话虽这么说,但是机器学习(ML)的最新进展已经可以使计算机能够用自然语言做很多的事情!深度学习使我们能够编写程序来执行语言翻译、语义理解和文本摘要。所有这些都增加了现实世界的价值,使你无需手动操作就可以轻松理解和执行大块文本的计算。
接下来让我们有一个快速的对NLP概念的理解。之后我们将深入研究一些Python代码,以便你自己开始使用NLP。
NLP发展困的的真正原因
阅读与理解语言的能力远比初看起来复杂的多。有许多东西可以真正理解一段文本在现实中的含义。例如,你认为接下来的文本是什么意思?
"Steph Curry was on fire last nice. He totally destroyed the other team"
人类可能觉着这句话的意思非常明显。我们知道Steph Curry是一名篮球运动员;即使你不这他是在球队打球,可能是在一支运动项队伍。当我们看到"on fire" 和"destroyed"我们知道它意味着Steph Curry昨天晚上真多发挥很好,战胜了其他队伍。
计算机趋向于采用字面意思。我们来作为计算机理解一下,看到"Steph Curry"和首字母大写可以假定这是一个人、一个地方或者其他重要的伟大的东西!但是之后我们看"was on fire"…一个计算机按字面意思可能会告诉你某个人昨天着火了!后面那句,计算机可能会说Curry先生用身体摧毁了另一支队伍…根据这台计算机的理解……他们将不在存在……
但并非所有都是糟糕的!感谢机器学习,我们实际上可以做一些非常聪明的事情来快速提取和理解来自人类语言中的信息。让我们来看看使用Python写下的几行代码。
做自然语言处理—使用Python代码
为了了解NLP管道的工作原理,我们将使用一下维基百科的文本:
Amazon.com, Inc., doing business as Amazon, is an American electronic commerce and cloud computing company based in Seattle, Washington, that was founded by Jeff Bezos on July 5, 1994. The tech giant is the largest Internet retailer in the world as measured by revenue and market capitalization, and second largest after Alibaba Group in terms of total sales. The amazon.com website started as an online bookstore and later diversified to sell video downloads/streaming, MP3 downloads/streaming, audiobook downloads/streaming, software, video games, electronics, apparel, furniture, food, toys, and jewelry.
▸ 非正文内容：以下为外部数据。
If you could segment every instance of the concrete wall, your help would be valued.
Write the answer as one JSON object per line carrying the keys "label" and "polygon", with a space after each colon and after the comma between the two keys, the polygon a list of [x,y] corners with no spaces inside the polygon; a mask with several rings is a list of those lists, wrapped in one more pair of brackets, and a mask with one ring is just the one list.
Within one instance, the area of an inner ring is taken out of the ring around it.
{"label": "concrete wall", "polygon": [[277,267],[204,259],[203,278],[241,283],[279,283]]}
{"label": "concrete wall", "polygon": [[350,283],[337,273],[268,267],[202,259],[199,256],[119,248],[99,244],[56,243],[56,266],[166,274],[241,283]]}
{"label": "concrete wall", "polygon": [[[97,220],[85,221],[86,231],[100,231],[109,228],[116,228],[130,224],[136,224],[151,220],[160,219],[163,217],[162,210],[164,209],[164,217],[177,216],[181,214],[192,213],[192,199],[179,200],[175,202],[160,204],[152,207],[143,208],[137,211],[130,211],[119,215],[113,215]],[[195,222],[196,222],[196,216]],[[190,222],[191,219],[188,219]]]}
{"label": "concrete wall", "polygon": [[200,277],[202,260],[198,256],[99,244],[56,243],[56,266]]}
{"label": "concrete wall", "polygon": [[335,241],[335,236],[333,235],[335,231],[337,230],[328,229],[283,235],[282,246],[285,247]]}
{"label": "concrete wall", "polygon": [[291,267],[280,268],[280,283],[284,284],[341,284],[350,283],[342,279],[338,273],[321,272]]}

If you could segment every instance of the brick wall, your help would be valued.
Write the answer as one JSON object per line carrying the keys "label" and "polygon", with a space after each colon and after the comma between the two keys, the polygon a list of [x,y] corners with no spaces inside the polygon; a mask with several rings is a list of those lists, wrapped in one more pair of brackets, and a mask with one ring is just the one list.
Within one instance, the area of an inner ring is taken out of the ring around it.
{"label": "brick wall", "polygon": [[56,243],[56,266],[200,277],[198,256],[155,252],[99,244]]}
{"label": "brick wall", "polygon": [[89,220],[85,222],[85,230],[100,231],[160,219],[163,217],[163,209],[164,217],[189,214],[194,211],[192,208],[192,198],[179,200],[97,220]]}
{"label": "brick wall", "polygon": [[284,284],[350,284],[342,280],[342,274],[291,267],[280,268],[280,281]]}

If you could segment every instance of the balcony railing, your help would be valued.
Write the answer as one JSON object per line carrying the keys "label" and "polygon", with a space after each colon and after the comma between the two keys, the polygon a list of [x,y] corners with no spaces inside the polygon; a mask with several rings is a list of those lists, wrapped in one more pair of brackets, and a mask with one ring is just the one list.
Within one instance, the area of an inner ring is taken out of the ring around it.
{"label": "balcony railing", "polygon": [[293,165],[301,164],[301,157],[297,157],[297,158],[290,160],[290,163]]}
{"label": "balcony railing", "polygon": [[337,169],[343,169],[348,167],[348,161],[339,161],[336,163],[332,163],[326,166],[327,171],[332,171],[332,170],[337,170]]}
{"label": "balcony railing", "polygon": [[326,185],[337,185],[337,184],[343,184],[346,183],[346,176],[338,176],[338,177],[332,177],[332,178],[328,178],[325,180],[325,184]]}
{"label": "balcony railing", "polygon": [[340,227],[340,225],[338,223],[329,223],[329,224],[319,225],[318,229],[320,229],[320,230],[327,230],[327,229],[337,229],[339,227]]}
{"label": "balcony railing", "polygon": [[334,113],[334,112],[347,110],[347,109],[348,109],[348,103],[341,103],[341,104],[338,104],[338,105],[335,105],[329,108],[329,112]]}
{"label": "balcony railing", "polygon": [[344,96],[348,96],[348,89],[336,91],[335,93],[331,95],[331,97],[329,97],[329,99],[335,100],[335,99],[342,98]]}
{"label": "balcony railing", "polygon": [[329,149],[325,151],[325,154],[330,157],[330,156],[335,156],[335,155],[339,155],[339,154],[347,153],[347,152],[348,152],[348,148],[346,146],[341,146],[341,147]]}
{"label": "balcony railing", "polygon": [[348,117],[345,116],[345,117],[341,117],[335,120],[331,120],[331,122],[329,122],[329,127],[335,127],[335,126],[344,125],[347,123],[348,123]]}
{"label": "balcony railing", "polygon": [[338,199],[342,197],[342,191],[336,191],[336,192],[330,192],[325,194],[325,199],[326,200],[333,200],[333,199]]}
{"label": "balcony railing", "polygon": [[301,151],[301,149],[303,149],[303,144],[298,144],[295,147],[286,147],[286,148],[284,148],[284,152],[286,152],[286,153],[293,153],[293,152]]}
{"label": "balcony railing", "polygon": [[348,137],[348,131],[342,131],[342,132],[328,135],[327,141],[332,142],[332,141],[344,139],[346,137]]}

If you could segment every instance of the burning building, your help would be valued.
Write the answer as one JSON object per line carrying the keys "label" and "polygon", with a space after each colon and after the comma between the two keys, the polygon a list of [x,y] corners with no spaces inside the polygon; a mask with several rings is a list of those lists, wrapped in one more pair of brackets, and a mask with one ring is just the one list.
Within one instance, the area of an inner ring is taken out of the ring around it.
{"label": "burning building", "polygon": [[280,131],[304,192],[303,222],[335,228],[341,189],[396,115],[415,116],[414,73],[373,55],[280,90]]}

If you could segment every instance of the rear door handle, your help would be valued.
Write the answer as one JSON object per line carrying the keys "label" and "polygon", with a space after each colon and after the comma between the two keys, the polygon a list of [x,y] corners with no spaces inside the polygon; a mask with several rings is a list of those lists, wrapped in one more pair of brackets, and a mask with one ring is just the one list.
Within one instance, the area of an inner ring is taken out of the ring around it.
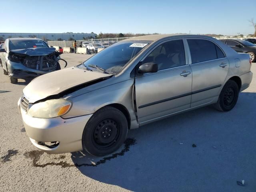
{"label": "rear door handle", "polygon": [[221,63],[221,64],[220,65],[220,67],[222,67],[222,68],[224,68],[227,65],[228,65],[228,64],[227,64],[226,63]]}
{"label": "rear door handle", "polygon": [[180,76],[183,76],[184,77],[186,77],[187,76],[188,76],[188,75],[189,75],[190,74],[190,72],[189,71],[183,71],[180,74]]}

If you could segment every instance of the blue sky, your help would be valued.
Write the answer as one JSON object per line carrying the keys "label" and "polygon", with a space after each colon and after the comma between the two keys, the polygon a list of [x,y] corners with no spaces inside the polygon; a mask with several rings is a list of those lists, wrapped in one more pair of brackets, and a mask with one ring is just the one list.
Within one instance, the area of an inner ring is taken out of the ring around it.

The company also produces consumer electronics — Kindle e-readers, Fire tablets, Fire TV, and Echo — and is the world’s largest provider of cloud infrastructure services (IaaS and PaaS). Amazon also sells certain low-end products under its in-house brand AmazonBasics.
一些依赖
首先我们需要下载一些游泳的Pthon NLP的依赖包,以便我们分析这段话。
### Installing spaCy, general Python NLP lib
pip3 install spacy
### Downloading the English dictionary model for spaCy
python3 -m spacy download en_core_web_lg
### Installing textacy, basically a useful add-on to spaCy
pip3 install textacy
实体分析
现在所有东西都下载好了,我们可以对这段话的进行快速的实体分析。实体分析会查阅你的文本并识别重要的单词或"实体"。当我们说"重要"时,我们真正的意思是具有某种现实世界语义或意义的词。
检出以下代码然后我们做所有的实体分析:
# coding: utf-8
import spacy
### Load spaCy's English NLP model
nlp = spacy.load('en_core_web_lg')
### The text we want to examine
text = "Amazon.com, Inc., doing business as Amazon, is an American electronic commerce and cloud computing company based in Seattle, Washington, that was founded by Jeff Bezos on July 5, 1994. The tech giant is the largest Internet retailer in the world as measured by revenue and market capitalization, and second largest after Alibaba Group in terms of total sales. The amazon.com website started as an online bookstore and later diversified to sell video downloads/streaming, MP3 downloads/streaming, audiobook downloads/streaming, software, video games, electronics, apparel, furniture, food, toys, and jewelry. The company also produces consumer electronics - Kindle e-readers, Fire tablets, Fire TV, and Echo - and is the world's largest provider of cloud infrastructure services (IaaS and PaaS). Amazon also sells certain low-end products under its in-house brand AmazonBasics."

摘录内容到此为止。